Wednesday 6 July 2011

My dog died

I know, it's the classic kick to the balls while you're down but it's true.  She's gone and I miss her.  Way more than most people think I should.  I keep walking into the bedroom expecting to see her asleep on her pillow and she's not there.  I feel a little lost.  I don't want to get another dog right away but I don't think I like being without one either.  There'll never be another one like her though.

*sigh* 

Monday 27 June 2011

Am I paranoid? What would you know?

Sometimes when a car turns the same way I turn a couple of times, I start to think maybe he's following me.  I'm sure many people think that for a second or two... I start planning escape routes.  I've got several around my city that I always know are there.  I have a dozen different ways to approach my home that allow me to first throw someone off the track and then lead me back home. 

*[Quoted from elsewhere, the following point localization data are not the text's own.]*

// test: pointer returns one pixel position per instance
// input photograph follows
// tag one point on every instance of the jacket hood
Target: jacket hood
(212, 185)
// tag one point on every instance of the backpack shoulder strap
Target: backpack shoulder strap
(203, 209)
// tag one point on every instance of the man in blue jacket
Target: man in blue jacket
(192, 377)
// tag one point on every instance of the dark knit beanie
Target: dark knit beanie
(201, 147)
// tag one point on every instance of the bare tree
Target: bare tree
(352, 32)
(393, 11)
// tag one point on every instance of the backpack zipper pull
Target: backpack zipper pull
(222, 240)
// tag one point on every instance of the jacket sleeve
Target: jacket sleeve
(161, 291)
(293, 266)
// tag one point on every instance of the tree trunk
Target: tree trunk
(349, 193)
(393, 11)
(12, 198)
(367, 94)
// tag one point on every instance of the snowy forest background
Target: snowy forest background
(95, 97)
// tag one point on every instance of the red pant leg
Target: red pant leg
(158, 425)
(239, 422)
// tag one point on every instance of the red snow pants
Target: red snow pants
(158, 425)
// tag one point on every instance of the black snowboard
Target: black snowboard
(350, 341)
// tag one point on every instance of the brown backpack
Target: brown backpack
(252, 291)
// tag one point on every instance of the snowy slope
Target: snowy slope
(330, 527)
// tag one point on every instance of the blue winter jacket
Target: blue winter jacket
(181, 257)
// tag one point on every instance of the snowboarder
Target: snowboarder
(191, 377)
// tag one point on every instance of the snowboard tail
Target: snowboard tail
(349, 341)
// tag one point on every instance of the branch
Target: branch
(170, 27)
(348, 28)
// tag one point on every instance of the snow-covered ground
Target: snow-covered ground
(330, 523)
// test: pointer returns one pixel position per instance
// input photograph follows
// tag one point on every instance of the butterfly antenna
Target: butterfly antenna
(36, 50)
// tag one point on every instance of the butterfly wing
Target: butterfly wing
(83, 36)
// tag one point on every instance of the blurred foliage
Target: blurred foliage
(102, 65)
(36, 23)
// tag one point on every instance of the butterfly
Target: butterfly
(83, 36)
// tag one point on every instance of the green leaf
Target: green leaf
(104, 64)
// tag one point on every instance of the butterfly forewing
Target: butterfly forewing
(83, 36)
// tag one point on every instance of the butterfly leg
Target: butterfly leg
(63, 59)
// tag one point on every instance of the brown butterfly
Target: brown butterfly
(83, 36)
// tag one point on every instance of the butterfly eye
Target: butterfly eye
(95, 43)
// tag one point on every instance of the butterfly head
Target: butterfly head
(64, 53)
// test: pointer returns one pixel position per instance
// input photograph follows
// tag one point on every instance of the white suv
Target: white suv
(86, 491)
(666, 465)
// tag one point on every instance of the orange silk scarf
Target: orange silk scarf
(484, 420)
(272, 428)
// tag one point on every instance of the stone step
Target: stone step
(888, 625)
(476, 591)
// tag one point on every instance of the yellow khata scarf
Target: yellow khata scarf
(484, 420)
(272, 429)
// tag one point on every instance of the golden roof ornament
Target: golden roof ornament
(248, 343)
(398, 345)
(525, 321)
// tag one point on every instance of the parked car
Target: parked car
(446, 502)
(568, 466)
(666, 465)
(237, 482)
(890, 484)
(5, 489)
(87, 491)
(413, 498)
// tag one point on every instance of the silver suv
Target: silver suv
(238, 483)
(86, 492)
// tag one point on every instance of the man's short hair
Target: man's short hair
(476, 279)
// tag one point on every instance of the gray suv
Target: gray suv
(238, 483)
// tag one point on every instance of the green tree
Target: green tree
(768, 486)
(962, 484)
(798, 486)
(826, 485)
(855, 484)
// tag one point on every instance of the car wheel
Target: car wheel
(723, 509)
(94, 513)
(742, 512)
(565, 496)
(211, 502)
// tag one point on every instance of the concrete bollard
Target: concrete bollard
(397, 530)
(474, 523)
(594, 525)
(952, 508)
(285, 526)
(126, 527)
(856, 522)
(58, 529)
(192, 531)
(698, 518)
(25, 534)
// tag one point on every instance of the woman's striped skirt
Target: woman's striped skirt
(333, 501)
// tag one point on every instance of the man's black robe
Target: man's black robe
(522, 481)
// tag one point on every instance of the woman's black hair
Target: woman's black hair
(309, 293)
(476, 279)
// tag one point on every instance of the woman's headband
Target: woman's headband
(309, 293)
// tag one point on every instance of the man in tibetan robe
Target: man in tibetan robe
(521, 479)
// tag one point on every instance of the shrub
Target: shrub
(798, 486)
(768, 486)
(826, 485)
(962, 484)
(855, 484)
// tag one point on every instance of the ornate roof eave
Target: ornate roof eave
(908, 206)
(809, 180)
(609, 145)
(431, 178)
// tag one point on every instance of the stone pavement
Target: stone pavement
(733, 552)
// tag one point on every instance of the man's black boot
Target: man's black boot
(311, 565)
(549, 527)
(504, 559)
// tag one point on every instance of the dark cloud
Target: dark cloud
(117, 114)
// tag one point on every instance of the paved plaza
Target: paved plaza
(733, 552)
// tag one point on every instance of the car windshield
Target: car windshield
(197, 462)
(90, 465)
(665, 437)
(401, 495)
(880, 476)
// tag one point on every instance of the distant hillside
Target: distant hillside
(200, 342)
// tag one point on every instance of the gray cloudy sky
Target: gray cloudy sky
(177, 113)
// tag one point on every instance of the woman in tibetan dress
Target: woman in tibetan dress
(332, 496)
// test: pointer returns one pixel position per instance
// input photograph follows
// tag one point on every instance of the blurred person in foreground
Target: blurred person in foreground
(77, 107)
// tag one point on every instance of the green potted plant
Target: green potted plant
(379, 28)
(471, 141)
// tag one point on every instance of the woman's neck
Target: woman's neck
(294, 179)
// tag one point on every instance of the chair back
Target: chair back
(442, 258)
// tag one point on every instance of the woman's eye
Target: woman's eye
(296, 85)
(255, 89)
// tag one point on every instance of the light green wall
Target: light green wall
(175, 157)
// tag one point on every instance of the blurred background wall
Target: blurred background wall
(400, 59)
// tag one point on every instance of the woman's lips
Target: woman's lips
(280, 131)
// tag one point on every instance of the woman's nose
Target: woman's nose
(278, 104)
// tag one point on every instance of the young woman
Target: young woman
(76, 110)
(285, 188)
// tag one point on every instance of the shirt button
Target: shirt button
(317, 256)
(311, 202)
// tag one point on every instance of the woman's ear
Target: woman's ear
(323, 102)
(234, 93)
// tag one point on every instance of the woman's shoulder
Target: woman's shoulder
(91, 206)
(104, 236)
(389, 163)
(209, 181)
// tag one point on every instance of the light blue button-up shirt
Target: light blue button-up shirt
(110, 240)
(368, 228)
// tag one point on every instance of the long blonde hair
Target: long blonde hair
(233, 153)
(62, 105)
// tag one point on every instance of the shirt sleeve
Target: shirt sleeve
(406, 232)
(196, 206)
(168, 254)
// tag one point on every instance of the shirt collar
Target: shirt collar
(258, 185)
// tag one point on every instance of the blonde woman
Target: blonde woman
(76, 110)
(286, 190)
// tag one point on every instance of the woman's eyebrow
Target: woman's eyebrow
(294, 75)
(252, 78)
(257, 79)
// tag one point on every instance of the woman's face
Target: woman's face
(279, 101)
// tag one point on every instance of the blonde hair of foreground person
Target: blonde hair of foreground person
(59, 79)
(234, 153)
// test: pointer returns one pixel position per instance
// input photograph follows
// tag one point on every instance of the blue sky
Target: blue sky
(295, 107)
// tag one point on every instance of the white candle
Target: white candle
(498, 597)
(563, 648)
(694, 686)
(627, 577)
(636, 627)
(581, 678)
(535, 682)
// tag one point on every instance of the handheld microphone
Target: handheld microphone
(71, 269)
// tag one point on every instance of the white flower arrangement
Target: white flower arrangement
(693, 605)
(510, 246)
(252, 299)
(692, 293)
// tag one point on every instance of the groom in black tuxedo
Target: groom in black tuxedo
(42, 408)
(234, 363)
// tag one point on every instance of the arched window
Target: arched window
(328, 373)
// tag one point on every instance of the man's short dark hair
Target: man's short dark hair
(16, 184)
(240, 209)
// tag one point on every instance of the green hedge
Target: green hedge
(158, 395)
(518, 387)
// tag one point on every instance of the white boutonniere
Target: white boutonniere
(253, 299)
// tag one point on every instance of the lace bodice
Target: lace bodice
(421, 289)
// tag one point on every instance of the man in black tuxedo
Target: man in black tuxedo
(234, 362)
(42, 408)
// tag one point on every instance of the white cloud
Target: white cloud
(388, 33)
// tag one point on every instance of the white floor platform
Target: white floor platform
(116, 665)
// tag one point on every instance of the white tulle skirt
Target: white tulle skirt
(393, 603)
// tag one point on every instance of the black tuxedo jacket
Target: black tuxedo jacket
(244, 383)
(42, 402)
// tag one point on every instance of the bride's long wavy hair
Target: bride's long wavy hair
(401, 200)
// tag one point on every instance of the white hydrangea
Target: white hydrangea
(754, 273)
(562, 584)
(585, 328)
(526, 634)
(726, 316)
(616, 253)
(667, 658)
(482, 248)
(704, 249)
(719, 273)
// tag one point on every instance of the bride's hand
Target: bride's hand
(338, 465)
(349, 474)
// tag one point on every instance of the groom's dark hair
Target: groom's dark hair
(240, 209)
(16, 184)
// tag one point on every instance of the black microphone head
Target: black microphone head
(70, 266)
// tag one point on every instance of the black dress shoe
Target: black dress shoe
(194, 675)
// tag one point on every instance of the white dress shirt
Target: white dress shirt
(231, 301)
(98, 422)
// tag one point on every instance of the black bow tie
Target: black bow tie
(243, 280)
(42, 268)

This is just what my subconscious mind is doing people!  I didn't even realise this about myself till recently and I'd been doing it for years.

Did you know that everytime I walk into a new room or building, my eyes seek out all the hidey holes and escape routes first.  Just sayin'.

Y'know, I never thought of myself as paranoid before. 

Friday 24 June 2011

Fuck the World!

Sometimes, I just wanna shout FUCK! from the top of a mountain.  Sometimes, I just want to scream until someone hears me.

I have days when I can't stop crying.  It seems today is one of them.

My life doesn't suck, damn it!  So why do I have to feel like this?!?!  It's NO FUCKING FAIR!!